A 'Deshojo' Japanese maple

 

There is no quick way to produce a root over rock bonsai. I would advise that if you want a tree in this style, cutting's are your best method.

In the first year plant your cutting in a deep container to allow the roots to get long enough to be wrapped around the rock.

 

Year two and you can place the young tree over the rock. Before doing so a little preperation work is called for. Mix a paste of clay and peat and smear it over the rock in the places where you want the roots to be, taking care to position the roots around the rock, not just to one side. Cover the roots with more of the paste and wrap the rock in a string, of a type that will rot away over time and not damage the roots. Sisal string is ideal for this as it will rot away.

To achieve the maximum thickening of the roots as soon as possible, plant the tree in the ground and water it in well, or plant it in the biggest container available.

While in the ground, begin to develop the trunk and branch structure. The ideal way to do this is using the 'clip and grow' method,

Allow the tree a few years to thicken, then pot up an start to style the top.

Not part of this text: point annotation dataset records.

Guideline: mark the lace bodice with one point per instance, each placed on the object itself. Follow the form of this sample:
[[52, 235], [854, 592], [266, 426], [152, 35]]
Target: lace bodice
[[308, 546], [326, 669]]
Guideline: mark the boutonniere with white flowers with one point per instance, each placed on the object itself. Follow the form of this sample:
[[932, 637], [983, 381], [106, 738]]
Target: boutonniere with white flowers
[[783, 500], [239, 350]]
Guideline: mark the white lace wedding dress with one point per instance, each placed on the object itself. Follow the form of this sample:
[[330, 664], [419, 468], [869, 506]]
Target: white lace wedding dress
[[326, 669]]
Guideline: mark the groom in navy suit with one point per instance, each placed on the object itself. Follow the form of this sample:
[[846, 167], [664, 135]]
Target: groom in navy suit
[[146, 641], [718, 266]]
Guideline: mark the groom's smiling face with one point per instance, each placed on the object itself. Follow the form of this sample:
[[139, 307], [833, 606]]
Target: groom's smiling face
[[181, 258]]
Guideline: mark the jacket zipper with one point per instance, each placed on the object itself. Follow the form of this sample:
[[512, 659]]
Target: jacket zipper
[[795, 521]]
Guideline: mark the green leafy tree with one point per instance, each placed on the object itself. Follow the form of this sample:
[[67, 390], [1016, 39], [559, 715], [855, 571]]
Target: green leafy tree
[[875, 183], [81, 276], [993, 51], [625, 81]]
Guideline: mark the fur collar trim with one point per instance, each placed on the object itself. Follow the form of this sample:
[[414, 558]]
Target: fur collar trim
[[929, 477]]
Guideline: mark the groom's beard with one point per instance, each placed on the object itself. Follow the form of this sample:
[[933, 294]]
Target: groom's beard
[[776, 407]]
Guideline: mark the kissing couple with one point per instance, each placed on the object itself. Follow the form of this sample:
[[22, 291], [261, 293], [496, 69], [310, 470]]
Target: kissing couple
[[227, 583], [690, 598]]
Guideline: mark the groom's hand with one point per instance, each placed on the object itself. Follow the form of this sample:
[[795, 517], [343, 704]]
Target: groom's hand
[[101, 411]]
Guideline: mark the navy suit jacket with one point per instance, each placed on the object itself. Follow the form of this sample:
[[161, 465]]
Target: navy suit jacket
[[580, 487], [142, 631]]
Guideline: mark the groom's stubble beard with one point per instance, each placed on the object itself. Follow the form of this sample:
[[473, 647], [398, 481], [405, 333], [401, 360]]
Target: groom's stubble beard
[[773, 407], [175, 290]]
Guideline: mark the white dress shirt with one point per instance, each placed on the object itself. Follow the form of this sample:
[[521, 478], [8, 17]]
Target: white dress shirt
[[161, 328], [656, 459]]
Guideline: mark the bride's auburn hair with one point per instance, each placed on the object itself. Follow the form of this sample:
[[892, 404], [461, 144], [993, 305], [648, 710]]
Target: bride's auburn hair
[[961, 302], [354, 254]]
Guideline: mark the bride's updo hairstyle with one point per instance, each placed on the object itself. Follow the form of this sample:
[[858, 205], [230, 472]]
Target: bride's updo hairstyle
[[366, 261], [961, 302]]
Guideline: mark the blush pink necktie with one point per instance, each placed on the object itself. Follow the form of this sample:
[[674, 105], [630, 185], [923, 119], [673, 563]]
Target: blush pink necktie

Here we see two young spruce, planted on a rock. The roots do not go down into the dish, the soil is all in pockets of rock. The dish is only there for the rock to stand on.

Bonsai like this need to be watched, as they can dry out very quickly.

A root over rock Trident Maple

A root over rock juniper

The roots of coniferous trees will take longer to swell and clasp the rock, than their deciduous cousins and here we see a maple over rock with a good root structure.

Here we see a Maple under development. After a few years in the ground, it's in a training pot to make it easier to work on.

The real thing, a Yew growing on the rock walk at Kew Gardens outstation at Wakehurst Place, West Sussex in the UK, Its one of many trees growing this way.

Another example from Wakehurst Place. The light grey area in the middle of the picture is a wall of Beech roots about 8 feet high.